Sauber zu machen oder zu kochen braucht die Studentin nicht. Dafür kommt die Diakonie drei Stunden in der Woche. Eine Haushilfe habe er ohnehin nicht gesucht, sagt Bald. "Ich wollte vielmehr etwas Leben in der Bude." Auch ein wenig Absicherung für den Notfall soll die 20-Jährige sein, schließlich sei er in einem Alter, in dem schon mal etwas passieren könne. "Ich möchte dann nicht zwei Wochen in der Wohnung sitzen und stinken", lacht der gebürtige Kieler.

Den Anstoß für Wohnen für Hilfe gab in Kiel eine persönliche Erfahrung. Der Sohn von Projektleiterin Alexandra Dreibach suchte kurzfristig in Bamberg eine Wohnung. Beim Studentenwerk vermittelte man ihn schnell an das dortige Projekt.

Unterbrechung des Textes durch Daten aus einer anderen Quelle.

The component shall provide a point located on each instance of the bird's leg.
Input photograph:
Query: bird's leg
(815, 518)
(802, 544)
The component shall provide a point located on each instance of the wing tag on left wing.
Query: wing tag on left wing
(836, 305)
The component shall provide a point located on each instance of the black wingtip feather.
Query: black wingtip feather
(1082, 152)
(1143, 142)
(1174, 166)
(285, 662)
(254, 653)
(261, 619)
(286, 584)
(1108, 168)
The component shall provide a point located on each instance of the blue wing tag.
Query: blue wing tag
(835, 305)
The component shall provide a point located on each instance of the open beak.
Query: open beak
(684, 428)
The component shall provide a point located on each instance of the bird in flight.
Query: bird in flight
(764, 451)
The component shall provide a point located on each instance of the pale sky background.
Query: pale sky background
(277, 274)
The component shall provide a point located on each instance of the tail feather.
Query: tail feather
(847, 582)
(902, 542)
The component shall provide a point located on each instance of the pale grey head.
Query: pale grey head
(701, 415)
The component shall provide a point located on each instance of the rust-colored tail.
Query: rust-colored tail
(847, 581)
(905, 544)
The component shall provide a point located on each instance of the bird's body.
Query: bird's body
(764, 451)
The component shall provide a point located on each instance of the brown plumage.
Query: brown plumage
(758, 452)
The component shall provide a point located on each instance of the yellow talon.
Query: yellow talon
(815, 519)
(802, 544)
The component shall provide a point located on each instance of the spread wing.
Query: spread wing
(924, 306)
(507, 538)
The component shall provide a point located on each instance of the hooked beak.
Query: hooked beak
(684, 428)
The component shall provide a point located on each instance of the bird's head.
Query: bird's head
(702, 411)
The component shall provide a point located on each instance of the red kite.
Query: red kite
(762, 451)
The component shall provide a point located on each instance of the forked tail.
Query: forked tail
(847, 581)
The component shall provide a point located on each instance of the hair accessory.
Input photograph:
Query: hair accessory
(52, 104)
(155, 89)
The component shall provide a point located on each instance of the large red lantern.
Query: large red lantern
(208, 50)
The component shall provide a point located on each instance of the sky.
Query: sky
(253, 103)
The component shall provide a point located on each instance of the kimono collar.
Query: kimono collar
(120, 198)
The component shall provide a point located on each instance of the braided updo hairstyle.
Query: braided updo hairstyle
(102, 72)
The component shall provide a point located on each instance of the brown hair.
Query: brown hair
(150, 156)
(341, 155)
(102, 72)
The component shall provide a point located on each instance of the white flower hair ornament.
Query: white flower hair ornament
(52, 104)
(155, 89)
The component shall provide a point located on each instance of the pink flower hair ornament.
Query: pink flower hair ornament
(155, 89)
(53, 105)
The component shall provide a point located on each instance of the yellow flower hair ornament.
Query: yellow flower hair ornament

Aus dieser positiven Selbsterfahrung entstand bei Dreibach der Entschluss, das Modell auch nach Kiel zu bringen. "Ich habe in Kiel offene Türen eingerannt. Seit August sind wir als Studentenwerk dabei", erzählt sie.

Jeder hat seine Privatsphäre

Mit 15 vermittelten Wohnungen ist es bereits das größte Projekt seiner Art in Norddeutschland. In Hamburg und Hannover steht man noch am Anfang, etablierter ist die Idee im Süden der Republik. Auch Bald wurde von seinen Kinder auf Wohnen für Hilfe aufmerksam gemacht. Etwas Wohnraum zur Verfügung zu stellen, ist für ihn auch ein Akt der Solidarität. Er selbst hat in Kiel Jura studiert und ist der Stadt treu geblieben. "Als ich damals anfing zu studieren, gab es nur 3.500 Studenten. Heute sind es zehnmal so viele. Die müssen ja irgendwo wohnen", sagt er.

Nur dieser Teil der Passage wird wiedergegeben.